When he interviewed at Bloomsburg, Krug says he knew immediately he had found the right fit. “I fell in love with the place and the people.”
New this year
When Krug learned Pennsylvania’s State System of Higher Education (PASSHE) had organized a consortium of universities to reach Philadelphia area students, he realized no schools were offering graduate business programs at PASSHE’s new Center City campus in downtown Philadelphia. He immediately took advantage of the opportunity by declaring BU’s intention to offer graduate certificate and MBA programs, beginning this fall.
At the same time, BU’s College of Business is working on a collaborative agreement with Cheyney University, the nation’s oldest historically black college, to provide MBA education to under-represented minorities in Philadelphia.
The new major in supply chain management was in large part driven by the interest of Nick Giuffre ’78, president and CEO of Bradford White Corp., the largest distributor of water heating and storage products in the United States.
His $2.5 million gift — the largest in the university’s history and part of the It’s Personal campaign — established the Nicholas J. Giuffre Center for Supply Chain Management and Nicholas J. Giuffre Endowed Professor in Supply Chain Management, the first endowed chair in the College of Business.
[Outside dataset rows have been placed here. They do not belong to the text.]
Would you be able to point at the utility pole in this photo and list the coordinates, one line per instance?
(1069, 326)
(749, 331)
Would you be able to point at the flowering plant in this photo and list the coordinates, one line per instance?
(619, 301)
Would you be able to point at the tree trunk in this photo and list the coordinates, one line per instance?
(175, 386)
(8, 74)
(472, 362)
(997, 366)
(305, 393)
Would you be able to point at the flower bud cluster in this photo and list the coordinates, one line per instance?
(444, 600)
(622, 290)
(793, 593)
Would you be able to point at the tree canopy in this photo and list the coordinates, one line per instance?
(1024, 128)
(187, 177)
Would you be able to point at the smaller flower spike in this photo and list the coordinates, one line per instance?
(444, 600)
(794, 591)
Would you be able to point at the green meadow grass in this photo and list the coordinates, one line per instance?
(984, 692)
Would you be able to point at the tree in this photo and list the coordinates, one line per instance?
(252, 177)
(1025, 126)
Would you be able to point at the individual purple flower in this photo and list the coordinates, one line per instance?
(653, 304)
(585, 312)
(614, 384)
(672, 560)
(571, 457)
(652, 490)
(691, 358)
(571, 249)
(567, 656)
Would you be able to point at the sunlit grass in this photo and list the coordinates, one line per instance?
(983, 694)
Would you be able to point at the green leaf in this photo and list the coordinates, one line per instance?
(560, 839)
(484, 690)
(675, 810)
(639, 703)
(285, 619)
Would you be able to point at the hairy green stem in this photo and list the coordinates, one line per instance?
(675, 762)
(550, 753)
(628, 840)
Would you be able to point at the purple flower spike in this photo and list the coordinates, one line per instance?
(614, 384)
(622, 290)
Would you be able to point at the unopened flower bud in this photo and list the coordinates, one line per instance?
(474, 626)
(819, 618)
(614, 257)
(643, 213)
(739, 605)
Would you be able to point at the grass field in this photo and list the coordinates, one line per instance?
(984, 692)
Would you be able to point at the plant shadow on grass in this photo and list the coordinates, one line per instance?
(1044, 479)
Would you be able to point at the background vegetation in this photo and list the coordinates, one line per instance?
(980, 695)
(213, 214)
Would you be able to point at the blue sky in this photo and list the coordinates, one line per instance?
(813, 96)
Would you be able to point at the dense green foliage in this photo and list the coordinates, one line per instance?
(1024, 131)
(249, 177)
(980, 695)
Supply chain management is the efficient coordination of a company’s value chain from research to product development to raw materials to production and assembly to distribution and sales.
Another new program, the minor in professional sales, was recently named among the top sales programs in North America by the Sales Education Foundation. Plans are underway for a sales lab, where students will develop communication skills, learn how to present themselves and practice interviewing techniques.
A new international business major is also working its way through the approval process, which would make Bloomsburg only the second State System institution to offer such a program. A new student organization, the Global Business Association, and Global Business Institute were launched in spring 2016 to develop study abroad, internship and international opportunities for students.
New opportunities continue to present themselves. Krug recently initiated a collaborative agreement with the Pennsylvania National Guard Associations (PGNAS) to provide MBA programs to the commonwealth’s 20,000-plus soldiers and airmen. “Every officer in the military is expected to get a master’s degree as they move up the ranks, and 80 percent join the Guard because of its educational benefits,” he says.
BU is recognized as a “Diamond Partner” of PNGAS, the only university to hold such a distinction.
“In the coming year, a primary focus will be on new programs in Philadelphia and serving the military,” he says.
The personal side
Not only has Krug excelled at diverse careers, but he fits Merriam-Webster’s definition of a Renaissance man: “One who is interested in and knows a lot about many things.”
Every weekend between spring and fall, he loads up one of his two Porsches and hauls it to a race track as far away as Indiana, where he sheds academia for the life of a race car driver as he’s done for several years.
After spending years motorcycling, rock climbing and skydiving, he fell in love with racing. “It’s intense and uses every ounce of my mental and physical capabilities just trying to keep the car on the track, but it’s the only time I truly relax,” he says.
Krug and his wife, Miriam, have two children, Viviane and Alan, as well as nine adopted Brazilian daughters, all of whom they’ve brought to the United States. The Krugs have a range of business interests in Brazil, from sugar cane and rubber trees to tomatoes and alcohol production for automobiles.
Then there’s music. Krug learned to play the banjo in junior high school. By the time he was 15, he was giving lessons to Penn State professors — lessons that helped put him through college. As time permits, he returns to State College, where he plays the banjo and guitar in his 82-year-old father’s bluegrass band. Krug also knows seven languages and can sing opera in Italian, German and English, thanks to lessons from a retired opera singer.
Opportunities, both professional and personal, have a way of finding Jeffrey Krug. He always welcomes them in for a closer look. •
Sue A. Beard is a retired newspaper editor and freelance writer based in Fort Myers, Fla.